Still another suit, settled on appeal, accused the Greenville County School District of trying to exceed a debt limit imposed on it by state law when it created a nonprofit organization to sell bonds to finance a $763 million school construction program.

A majority of the 30 lawsuits Sloan estimates he has filed over the past six years accuse local government agencies, usually in Greenville County, of procuring construction projects without taking competitive bids as mandated by state procurement law and without securing the required bonds. He says about a third of those cases have been concluded, while others are on appeal or are pending.

"When I was in business submitting bids as a paving contractor from 1954 to 1984, government agencies procuring construction without taking bids was unheard of," Sloan said.

He does not attempt to profit from his lawsuits, typically seeking only reimbursement for his expenses.

"The law, in all of these matters that I litigate, is written in clear black letters," Sloan said. "I'm simply saying the government must obey the law. And if the law is bad, what better way to get it changed than to make sure it is enforced?"

Sloan said government over-regulation was not a problem when he joined the family's highway-building business in 1954 but that the problems grew until he retired in 1984.

"There were too many government bureaucrats who said they were trying to help me; they made it no fun for me anymore," he said. "We spent so much time dealing with them that it was hard to make a profit."

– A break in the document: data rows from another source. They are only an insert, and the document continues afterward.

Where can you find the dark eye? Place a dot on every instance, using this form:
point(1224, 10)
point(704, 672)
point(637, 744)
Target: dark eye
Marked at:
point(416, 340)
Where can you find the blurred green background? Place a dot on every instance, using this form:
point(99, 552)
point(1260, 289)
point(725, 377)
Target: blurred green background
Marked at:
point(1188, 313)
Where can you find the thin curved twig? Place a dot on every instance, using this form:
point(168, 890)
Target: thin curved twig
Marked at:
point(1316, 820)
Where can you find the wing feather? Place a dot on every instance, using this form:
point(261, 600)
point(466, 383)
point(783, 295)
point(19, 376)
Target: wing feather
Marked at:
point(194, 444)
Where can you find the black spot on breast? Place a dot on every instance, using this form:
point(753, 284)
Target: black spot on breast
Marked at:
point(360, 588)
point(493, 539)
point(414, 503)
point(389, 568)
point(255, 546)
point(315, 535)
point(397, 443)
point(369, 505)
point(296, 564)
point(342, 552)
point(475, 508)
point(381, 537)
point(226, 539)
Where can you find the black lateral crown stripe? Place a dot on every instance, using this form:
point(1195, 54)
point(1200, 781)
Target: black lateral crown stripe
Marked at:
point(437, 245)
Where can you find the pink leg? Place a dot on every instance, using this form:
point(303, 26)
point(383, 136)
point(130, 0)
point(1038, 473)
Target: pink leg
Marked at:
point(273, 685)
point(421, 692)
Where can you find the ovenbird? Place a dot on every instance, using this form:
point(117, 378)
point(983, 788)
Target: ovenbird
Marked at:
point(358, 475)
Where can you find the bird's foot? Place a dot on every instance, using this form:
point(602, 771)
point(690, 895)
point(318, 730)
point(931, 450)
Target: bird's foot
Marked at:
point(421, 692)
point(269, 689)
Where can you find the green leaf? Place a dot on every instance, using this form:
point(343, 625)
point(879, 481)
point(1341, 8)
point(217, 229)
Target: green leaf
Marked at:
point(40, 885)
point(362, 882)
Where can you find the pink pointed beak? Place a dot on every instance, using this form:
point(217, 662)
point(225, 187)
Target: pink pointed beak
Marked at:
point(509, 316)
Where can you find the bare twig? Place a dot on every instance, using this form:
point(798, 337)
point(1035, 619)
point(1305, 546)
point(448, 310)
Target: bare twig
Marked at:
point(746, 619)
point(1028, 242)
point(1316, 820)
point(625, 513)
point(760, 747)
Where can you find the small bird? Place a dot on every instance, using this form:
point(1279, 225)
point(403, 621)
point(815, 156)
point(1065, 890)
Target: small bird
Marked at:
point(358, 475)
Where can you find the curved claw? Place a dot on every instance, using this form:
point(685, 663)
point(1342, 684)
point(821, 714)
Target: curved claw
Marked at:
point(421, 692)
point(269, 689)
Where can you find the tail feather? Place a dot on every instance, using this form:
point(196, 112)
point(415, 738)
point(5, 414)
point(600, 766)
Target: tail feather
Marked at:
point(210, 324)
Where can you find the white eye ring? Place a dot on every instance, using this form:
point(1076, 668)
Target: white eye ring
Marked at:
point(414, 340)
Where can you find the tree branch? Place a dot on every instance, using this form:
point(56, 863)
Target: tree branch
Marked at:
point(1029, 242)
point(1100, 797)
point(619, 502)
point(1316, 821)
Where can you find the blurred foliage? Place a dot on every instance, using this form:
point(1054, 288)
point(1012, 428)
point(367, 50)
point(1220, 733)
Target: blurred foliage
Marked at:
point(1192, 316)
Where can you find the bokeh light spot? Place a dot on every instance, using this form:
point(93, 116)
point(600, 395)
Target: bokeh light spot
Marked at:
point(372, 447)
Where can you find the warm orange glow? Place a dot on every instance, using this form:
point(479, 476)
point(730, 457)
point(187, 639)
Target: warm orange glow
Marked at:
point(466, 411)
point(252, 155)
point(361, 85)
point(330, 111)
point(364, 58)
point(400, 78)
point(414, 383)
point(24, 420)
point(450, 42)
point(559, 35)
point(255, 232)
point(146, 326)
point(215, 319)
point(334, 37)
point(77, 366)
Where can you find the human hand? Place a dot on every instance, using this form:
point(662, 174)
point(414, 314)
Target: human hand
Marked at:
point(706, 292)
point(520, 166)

Some of Sloan's biggest fights have come with environmental regulators. Over the years, he resisted the state's attempt to shut down his company's asphalt plant, fought for the right to dredge sand from a river adjacent to his land and embarked on a complex and extended fight with regulators over the question of contaminants in his quarry.

In 1992, Sloan and the state Department of Health and Environmental Control went at each other when the agency declared that it wanted to go onto his land to clean up after a mining company extracted granite from his quarry.

The state won, but Sloan appealed. Before a ruling could be issued, the two sides agreed to undergo mediation. Sloan then said he refused to settle without being paid something. After a three-hour meeting, DHEC finally agreed to pay him $1,000.

"I felt I was being harassed," Sloan says now. "They felt I was harassing them, and they were right. They irritated me."

Gary Poliakoff, a Spartanburg-based environmental attorney and longtime critic of Sloan's environmental record, says the man is a puzzle.

"I've seen records to indicate his involvement with several significantly contaminated sites," Poliakoff said. "He has a record of escaping DHEC enforcement."

But Poliakoff expressed "great admiration" for Sloan's history of bringing public interest lawsuits.

"His litigation over the years has resulted in several positive public interest rulings," Poliakoff said. "It's definitely in the public interest to obtain clarification of the law where public interest issues are involved."

James Carpenter has represented Sloan in more than two dozen procurement cases against government agencies. He said Sloan has a wealth of knowledge about state and local law.

"Bringing taxpayer lawsuits, we have established some precedents and some case law," Carpenter said. "I've heard of government agencies in the Upstate who have refused opportunities to skirt the law because of fear of Ned Sloan."